There’s little doubt that Donald Trump has changed the rules of campaigning in the 21st century. Or, more accurately, he’s the first to understand how to effectively campaign in a 21st century media environment. Yet, winning the media cycle is different from winning a campaign. And, as my colleagues and I have written about extensively, that requires him to do better with the electorate that existed in 2012, or to change the composition of the electorate in 2016 to his benefit. Thus far, it doesn’t look as if he’s doing either.
First, let’s take a look at some of the most recent national public polling. The May NBC/Wall Street Journal poll found Trump winning white non-college voters by 27 points and tied with Clinton among those with a college degree. If those numbers hold until November, that’s very good news for Clinton. Romney carried non-college white voters in 2012 by 24 points and carried college educated white voters by 12 points. In other words, Trump is doing just three points better among non-college white voters, but 12 points worse among college educated voters.
The Washington Post’s Scott Clement found similar results in their own polling data, with Trump running four points ahead of Romney’s 2012 showing with white non-college voters and 10 points behind Romney with white college voters. The newest Quinnipiac national poll found Trump ahead 17 points among whites, three points lower than Romney’s overall showing in 2012. That Quinnipiac poll also showed Clinton running about two points better than Obama’s 2012 showing among African-Americans and Latinos.
So, what do these numbers mean for the overall Electoral College map? For some in help in that department, I plugged these numbers into the handy-dandy “Swing-O-Matic” tool created by my colleague David Wasserman and Aaron Bycoffe of fivethirtyeight.com. This model allows you to see how shifts in party preference and turnout by different demographic groups would affect the 2016 election. If we assume that Trump wins white, non-college voters by 65 percent and Clinton and Trump tie among college white voters, the electoral map would look very similar to 2012 with the exception of North Carolina which would swing to Clinton. Go ahead, plug in your own estimates and see what you get.
Of course turnout is a critical component in every election. Clinton has to be able to hit her marks among non-white voters, especially African-Americans in states like Ohio, Pennsylvania, Virginia and Florida. But, let’s suppose turnout among all other groups stays similar - Latino turnout remains at 50 percent and African-American at 66 percent - but assume a higher than normal turnout among white, non-college voters. Even if I adjust turn-out to 74 percent - a whopping 16 point increase in turn-out from 2012, and give Trump 65 percent of that vote, while moving the college-white vote to even, the electoral map would look identical to 2012 - 332 for the Democrat to 206 for the Republican.

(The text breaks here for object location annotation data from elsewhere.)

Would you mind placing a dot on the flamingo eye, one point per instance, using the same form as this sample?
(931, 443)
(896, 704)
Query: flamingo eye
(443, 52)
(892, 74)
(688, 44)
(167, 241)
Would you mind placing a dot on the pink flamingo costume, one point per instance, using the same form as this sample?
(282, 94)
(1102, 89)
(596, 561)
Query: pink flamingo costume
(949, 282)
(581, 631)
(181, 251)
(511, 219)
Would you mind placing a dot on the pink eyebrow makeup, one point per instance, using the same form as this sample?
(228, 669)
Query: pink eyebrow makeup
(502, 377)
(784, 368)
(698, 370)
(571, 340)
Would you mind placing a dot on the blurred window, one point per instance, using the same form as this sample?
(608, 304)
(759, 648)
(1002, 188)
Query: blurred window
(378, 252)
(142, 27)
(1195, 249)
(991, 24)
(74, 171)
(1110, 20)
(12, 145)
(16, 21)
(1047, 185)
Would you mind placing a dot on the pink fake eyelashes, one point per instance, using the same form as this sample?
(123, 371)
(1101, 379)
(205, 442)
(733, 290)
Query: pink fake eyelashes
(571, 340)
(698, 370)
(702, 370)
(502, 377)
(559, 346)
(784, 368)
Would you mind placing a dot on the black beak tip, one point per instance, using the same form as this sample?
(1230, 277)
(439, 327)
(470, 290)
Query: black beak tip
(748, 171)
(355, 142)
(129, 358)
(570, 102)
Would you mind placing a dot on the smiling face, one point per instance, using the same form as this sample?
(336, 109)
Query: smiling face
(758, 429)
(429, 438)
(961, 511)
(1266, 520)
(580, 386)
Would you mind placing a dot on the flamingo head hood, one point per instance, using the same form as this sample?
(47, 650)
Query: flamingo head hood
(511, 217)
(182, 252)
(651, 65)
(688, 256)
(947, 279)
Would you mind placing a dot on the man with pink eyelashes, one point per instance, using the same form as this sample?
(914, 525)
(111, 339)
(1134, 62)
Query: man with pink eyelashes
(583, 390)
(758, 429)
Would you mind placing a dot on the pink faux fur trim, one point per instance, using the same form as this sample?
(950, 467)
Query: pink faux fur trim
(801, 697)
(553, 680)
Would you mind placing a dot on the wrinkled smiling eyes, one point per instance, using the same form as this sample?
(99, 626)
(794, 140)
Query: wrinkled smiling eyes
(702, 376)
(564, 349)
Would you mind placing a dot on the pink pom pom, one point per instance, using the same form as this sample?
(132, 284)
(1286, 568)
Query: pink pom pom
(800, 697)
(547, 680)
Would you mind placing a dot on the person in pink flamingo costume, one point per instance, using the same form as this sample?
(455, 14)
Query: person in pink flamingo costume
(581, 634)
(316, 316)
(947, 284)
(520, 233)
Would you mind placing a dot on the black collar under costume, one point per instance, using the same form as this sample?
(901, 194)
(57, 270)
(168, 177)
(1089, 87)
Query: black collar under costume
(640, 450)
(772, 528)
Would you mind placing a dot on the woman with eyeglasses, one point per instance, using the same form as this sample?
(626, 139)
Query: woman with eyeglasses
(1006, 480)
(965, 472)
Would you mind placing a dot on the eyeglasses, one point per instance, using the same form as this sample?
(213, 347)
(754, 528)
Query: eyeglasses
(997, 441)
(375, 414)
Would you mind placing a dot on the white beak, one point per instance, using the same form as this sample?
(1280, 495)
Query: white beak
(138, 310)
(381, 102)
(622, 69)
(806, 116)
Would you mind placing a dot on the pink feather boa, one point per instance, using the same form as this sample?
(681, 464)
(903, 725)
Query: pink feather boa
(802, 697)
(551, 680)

In order for Trump to win with white working class voters alone, he’d need to get at least 70 percent of their votes. And, at this point, there’s no empirical evidence that I’ve seen that he’s doing that.
Qualitative and survey research among working class white voters - defined as adult white voters who have less than a four-year college education - conducted by Jill Normington of Normington Petts & Associates and Pete Brodnitz of Expedition Strategies for a Democratic-based independent expenditure group, found Trump’s support among these voters to be “comparable to Romney’s 2012 performance.” Obama won 36 percent of the vote among white working class voters, notes the independent expenditure source, while their data shows Clinton getting 35 percent.
This polling is consistent with other private data out I have been privy to that shows Trump consolidating the GOP faithful, but not expanding his support into traditional Democratic constituencies of white working class voters.
In other words, Trump isn’t doing better than Romney among white, non-college voters, the one group that everyone concedes is his strongest constituency. Moreover, the more he doubles down on his rhetoric that alienates non-white and college educated women, the harder it will be for him to make up for his vote deficit on white non-college men alone. Or, as the Post’s Clement puts it: “Trump needs to increase his overall share of white voters if he is unable to outperform Romney's support among African American and Hispanic voters. The more divided the white vote is — whether on gender or education lines — the more problematic it is for his chances.”